The UK Government is proposing to simplify and clarify the offence of undue influence. Someone is guilty of undue influence if they use, or threaten to use, force or violence to make someone vote a certain way, or not vote at all. The proposed changes would make it simpler for the police to take action when allegations of undue influence are made.
The government plans to clarify the offence by setting out the ways someone might be found guilty of undue influence. Under the new proposals there would be a broader definition of the offence, clarifying the types of illegal behaviour which people may use to unfairly influence someone’s vote. This may include physical violence, damage to someone’s property or damage to their reputation.
The proposals would apply to all campaign activity, including printed materials, and would extend to anyone who seeks to intimidate a voter either inside or outside a polling station.
Voters must be protected from anyone who attempts to intimidate them to vote in a particular way or not to vote at all.
Undue influence is a complex electoral offence that is not easy for voters to understand. Simplifying and defining this offence more clearly would help to protect voters against exploitation and would make clear what is and is not acceptable behaviour.
This change will also make it easier for the police and prosecutors to take action where appropriate.

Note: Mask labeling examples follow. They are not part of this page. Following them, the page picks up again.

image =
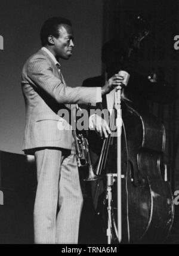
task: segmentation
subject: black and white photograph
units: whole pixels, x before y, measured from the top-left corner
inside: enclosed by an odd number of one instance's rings
[[[179,0],[1,0],[0,85],[1,245],[179,244]]]

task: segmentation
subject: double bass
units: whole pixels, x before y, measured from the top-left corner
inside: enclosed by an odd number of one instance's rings
[[[138,24],[143,21],[138,17]],[[143,27],[142,30],[141,28]],[[147,35],[143,26],[133,36],[126,54]],[[164,178],[165,132],[158,119],[124,98],[121,134],[122,243],[161,243],[166,238],[174,218],[174,202],[169,182]],[[110,120],[110,122],[113,122]],[[116,173],[116,138],[104,140],[92,181],[92,198],[98,217],[107,229],[106,174]],[[121,195],[120,195],[121,196]],[[117,184],[112,187],[111,230],[118,243]]]

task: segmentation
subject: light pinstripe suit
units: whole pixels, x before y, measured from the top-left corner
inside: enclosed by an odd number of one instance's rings
[[[71,130],[59,131],[64,104],[96,104],[96,88],[70,88],[50,56],[39,50],[25,63],[23,149],[35,153],[38,185],[34,208],[35,242],[76,243],[82,195]],[[58,212],[57,209],[59,209]]]

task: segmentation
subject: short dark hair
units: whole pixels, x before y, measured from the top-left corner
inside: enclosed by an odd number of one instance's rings
[[[47,20],[42,25],[41,30],[41,39],[42,46],[48,44],[48,36],[52,35],[58,38],[59,36],[58,27],[61,24],[67,24],[72,26],[69,20],[62,17],[53,17]]]

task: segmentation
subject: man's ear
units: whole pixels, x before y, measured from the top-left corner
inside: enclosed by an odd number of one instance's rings
[[[53,36],[48,36],[48,42],[50,45],[54,45],[54,37]]]

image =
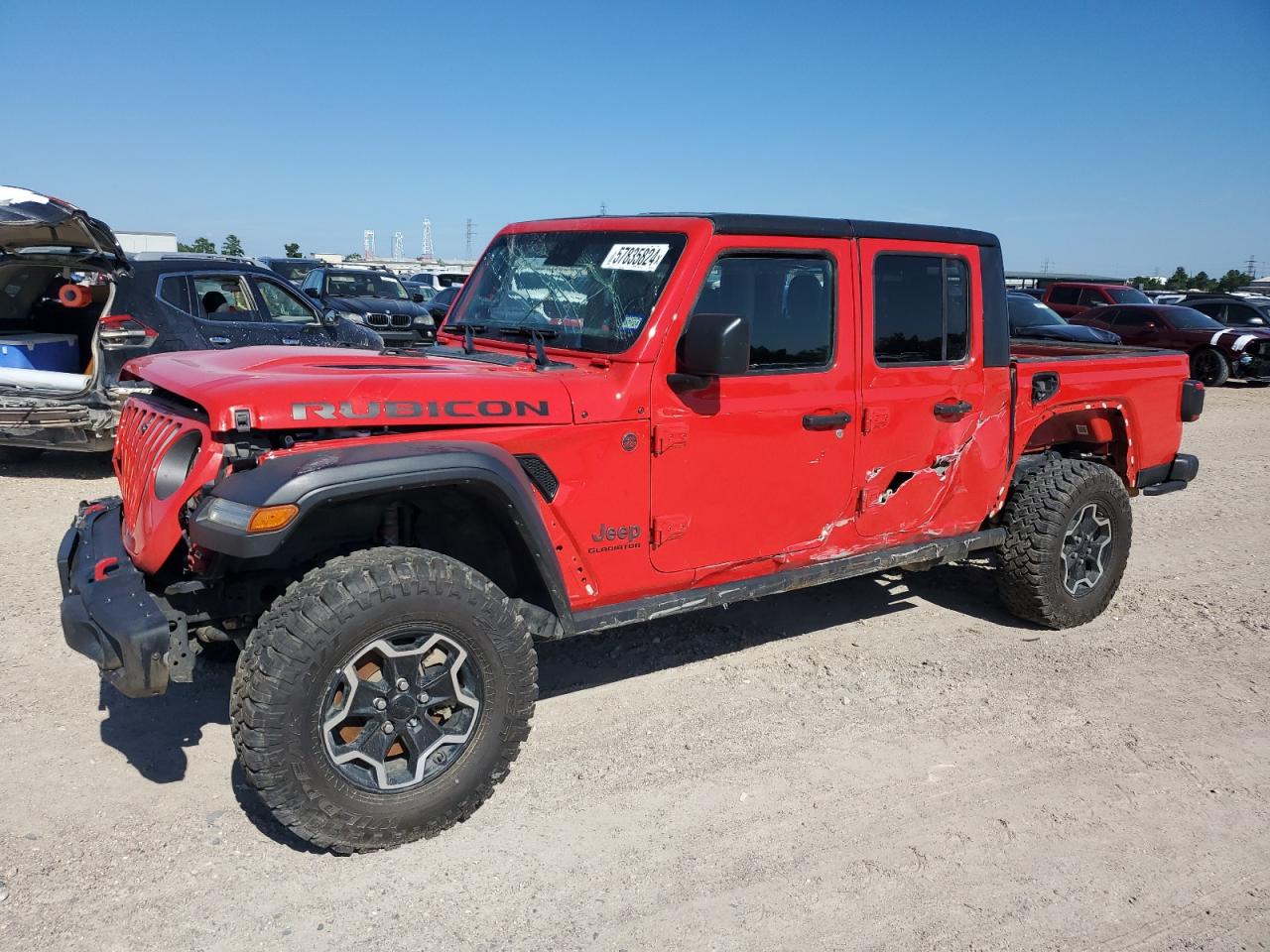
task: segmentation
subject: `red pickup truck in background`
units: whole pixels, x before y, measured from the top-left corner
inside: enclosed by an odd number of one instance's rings
[[[1171,350],[1012,349],[982,231],[513,225],[432,349],[130,364],[152,392],[121,421],[122,500],[62,542],[62,627],[133,696],[239,645],[248,783],[315,844],[394,845],[507,774],[538,640],[975,551],[1021,618],[1092,619],[1130,496],[1196,475],[1187,374]]]
[[[1073,317],[1091,307],[1105,305],[1149,305],[1151,298],[1128,284],[1096,284],[1078,281],[1057,281],[1041,297],[1062,317]]]

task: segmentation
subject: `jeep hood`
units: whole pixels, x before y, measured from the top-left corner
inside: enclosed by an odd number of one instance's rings
[[[126,374],[202,406],[213,432],[251,429],[489,426],[572,423],[560,380],[451,357],[396,357],[338,348],[187,350],[132,360]]]
[[[105,270],[127,272],[127,255],[105,222],[60,198],[0,185],[0,260],[74,259]],[[61,261],[60,261],[61,263]]]

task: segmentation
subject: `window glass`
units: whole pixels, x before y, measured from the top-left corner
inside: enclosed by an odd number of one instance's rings
[[[251,320],[251,294],[237,275],[194,278],[194,297],[198,300],[198,312],[208,320]]]
[[[337,272],[326,275],[326,293],[330,297],[385,297],[406,301],[409,294],[401,282],[380,272]]]
[[[966,355],[970,274],[960,258],[878,255],[874,357],[880,364],[960,360]]]
[[[264,301],[264,310],[269,315],[271,321],[307,324],[318,320],[318,315],[314,314],[314,310],[309,305],[281,284],[257,278],[255,287],[260,292],[260,298]]]
[[[1149,305],[1151,298],[1143,294],[1138,288],[1123,287],[1123,288],[1107,288],[1106,292],[1111,294],[1111,300],[1118,305]]]
[[[159,282],[159,297],[178,311],[189,314],[189,287],[183,275],[168,274]]]
[[[833,357],[833,268],[823,258],[723,258],[693,314],[749,320],[749,368],[828,367]]]

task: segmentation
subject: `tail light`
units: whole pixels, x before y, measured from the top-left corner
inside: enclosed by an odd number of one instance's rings
[[[107,350],[121,347],[150,347],[157,336],[159,331],[130,314],[109,314],[102,319],[97,330],[97,339]]]

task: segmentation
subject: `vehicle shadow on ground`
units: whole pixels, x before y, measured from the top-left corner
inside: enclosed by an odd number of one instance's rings
[[[916,600],[992,625],[1038,630],[997,598],[987,561],[893,571],[538,645],[538,697],[638,678],[780,638],[916,608]]]
[[[113,475],[109,453],[44,453],[29,463],[0,463],[0,476],[24,480],[104,480]]]
[[[229,724],[230,680],[234,665],[216,652],[199,661],[193,684],[173,684],[159,697],[124,697],[102,682],[98,710],[105,711],[102,740],[154,783],[175,783],[185,777],[185,749],[197,746],[208,724]]]

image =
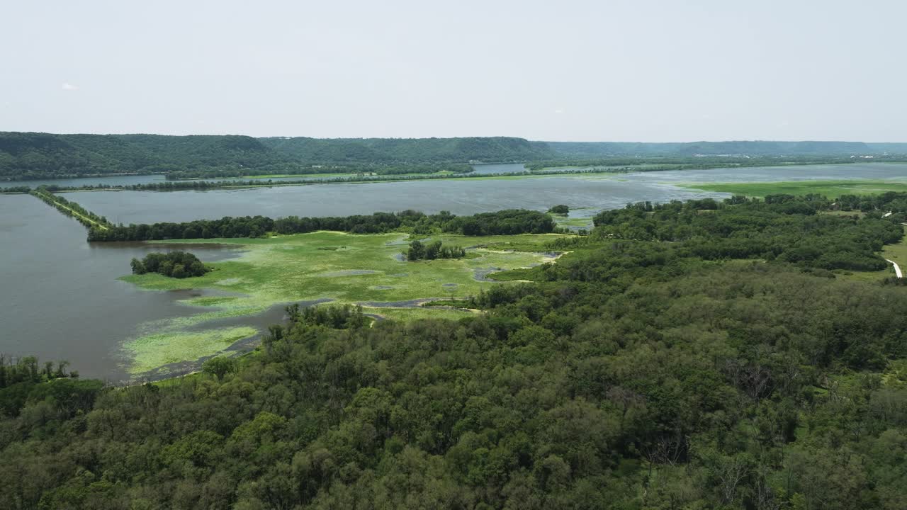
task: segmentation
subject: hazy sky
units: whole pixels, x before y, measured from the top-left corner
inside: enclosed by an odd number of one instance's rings
[[[903,0],[0,0],[0,131],[907,142]]]

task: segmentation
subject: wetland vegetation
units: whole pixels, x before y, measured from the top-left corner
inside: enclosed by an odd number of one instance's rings
[[[861,214],[826,213],[842,204]],[[285,320],[193,376],[36,382],[4,399],[0,498],[900,508],[907,294],[883,285],[879,252],[901,250],[905,206],[903,193],[641,202],[599,214],[589,236],[437,232],[480,257],[419,264],[395,257],[405,232],[186,240],[246,250],[192,282],[223,292],[195,298],[209,318],[279,303]],[[476,278],[488,268],[532,281]],[[316,296],[334,302],[292,306]],[[390,306],[417,297],[441,306]],[[151,366],[247,333],[190,323],[129,348]]]
[[[149,253],[141,260],[132,259],[130,263],[132,274],[158,273],[161,276],[181,279],[202,276],[211,270],[188,251]]]

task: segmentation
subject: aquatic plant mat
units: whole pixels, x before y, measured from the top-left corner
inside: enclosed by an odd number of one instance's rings
[[[239,258],[210,263],[214,270],[201,277],[122,277],[148,290],[208,291],[179,301],[198,307],[199,313],[143,324],[135,338],[124,342],[123,363],[138,377],[165,365],[229,353],[236,347],[248,348],[250,342],[243,340],[279,321],[283,307],[290,303],[358,304],[376,319],[467,317],[475,312],[422,305],[467,298],[501,285],[483,278],[489,272],[552,261],[557,254],[546,252],[545,246],[559,237],[563,236],[432,236],[430,240],[468,248],[469,256],[415,262],[400,257],[409,241],[402,233],[318,231],[268,239],[169,240],[241,245],[245,251]],[[179,366],[187,369],[185,364]]]

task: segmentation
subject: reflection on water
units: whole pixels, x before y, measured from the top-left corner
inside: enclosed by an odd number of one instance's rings
[[[168,249],[90,245],[82,225],[37,199],[0,197],[0,352],[66,359],[84,376],[121,378],[119,344],[141,323],[202,311],[176,303],[193,291],[145,291],[116,280],[133,257]],[[239,253],[217,245],[193,250],[205,261]]]
[[[514,172],[513,166],[482,165],[480,169],[489,173],[504,172]],[[78,191],[67,193],[66,198],[123,223],[256,214],[274,218],[346,216],[404,209],[472,214],[508,208],[544,211],[560,203],[588,208],[571,213],[571,217],[586,217],[633,201],[727,196],[674,185],[678,182],[903,177],[907,177],[904,163],[857,163],[241,191]],[[141,324],[210,311],[176,303],[195,297],[199,291],[146,291],[116,280],[130,272],[129,262],[133,257],[167,248],[143,243],[90,245],[81,225],[34,197],[0,195],[0,352],[67,359],[85,376],[121,378],[123,374],[115,358],[118,348],[123,339],[134,336]],[[192,250],[205,261],[239,253],[235,247],[211,244],[179,248]],[[278,320],[282,313],[282,306],[275,306],[253,318],[223,319],[218,324],[263,327]]]

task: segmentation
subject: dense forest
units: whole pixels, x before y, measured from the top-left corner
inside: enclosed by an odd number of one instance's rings
[[[905,198],[631,204],[458,321],[288,307],[166,384],[29,376],[0,505],[902,509],[907,289],[849,273]]]
[[[411,262],[435,259],[463,259],[466,256],[466,250],[462,246],[450,246],[440,240],[425,244],[415,240],[409,243],[409,249],[404,255]]]
[[[185,223],[118,225],[89,230],[90,241],[159,240],[168,239],[257,238],[268,232],[299,234],[338,230],[374,234],[405,230],[414,233],[442,231],[465,235],[543,234],[554,231],[551,216],[537,211],[512,209],[456,216],[448,211],[424,214],[416,211],[375,212],[370,215],[273,220],[265,216],[226,217]]]
[[[472,161],[554,157],[520,138],[314,139],[238,135],[0,132],[0,178],[166,173],[173,179],[256,174],[463,172]]]
[[[530,142],[512,137],[253,138],[239,135],[51,134],[0,132],[0,179],[164,173],[171,179],[259,174],[461,172],[473,162],[564,165],[711,165],[902,161],[904,143]]]
[[[149,253],[141,260],[132,259],[130,265],[132,274],[158,273],[179,279],[202,276],[211,270],[192,253],[180,250]]]

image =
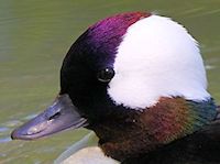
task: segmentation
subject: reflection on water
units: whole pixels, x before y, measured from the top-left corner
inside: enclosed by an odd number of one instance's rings
[[[74,40],[114,13],[154,11],[183,23],[200,42],[209,90],[220,103],[219,7],[219,0],[0,0],[0,163],[51,163],[88,133],[68,131],[32,142],[10,139],[12,129],[53,101],[62,59]]]

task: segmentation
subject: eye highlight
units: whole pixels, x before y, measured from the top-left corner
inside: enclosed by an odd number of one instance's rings
[[[97,74],[99,81],[109,83],[114,76],[114,70],[112,68],[105,68]]]

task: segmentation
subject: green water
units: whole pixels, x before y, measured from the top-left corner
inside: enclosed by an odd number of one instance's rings
[[[11,141],[10,132],[50,105],[70,44],[91,23],[125,11],[154,11],[200,42],[209,91],[220,103],[219,0],[0,0],[0,163],[52,163],[88,131]]]

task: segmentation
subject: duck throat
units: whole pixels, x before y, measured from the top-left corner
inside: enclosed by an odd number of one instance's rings
[[[189,135],[216,118],[213,101],[161,98],[142,111],[118,109],[105,118],[95,132],[106,155],[123,162]]]

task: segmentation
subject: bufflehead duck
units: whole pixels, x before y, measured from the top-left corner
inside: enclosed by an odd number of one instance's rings
[[[218,110],[197,41],[169,18],[131,12],[72,45],[52,106],[12,132],[33,140],[87,128],[122,163],[220,163]]]

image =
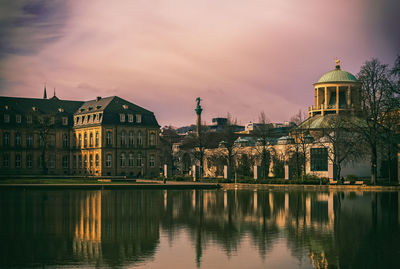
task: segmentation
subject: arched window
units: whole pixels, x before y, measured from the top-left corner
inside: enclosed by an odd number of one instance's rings
[[[121,166],[121,167],[125,167],[125,165],[126,165],[125,153],[121,153],[121,156],[120,156],[120,166]]]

Campaigners should be allowed to put their messages to voters on polling day, as long as they are doing so peacefully and proportionately, and provided they do not prevent access to polling stations and make their case inside polling stations.
It’s important that legitimate campaigning is not inadvertently prevented by changes to the way this offence is defined. We recommended that the UK Government introduces a clear, workable definition of what activity should and should not be allowed around polling stations.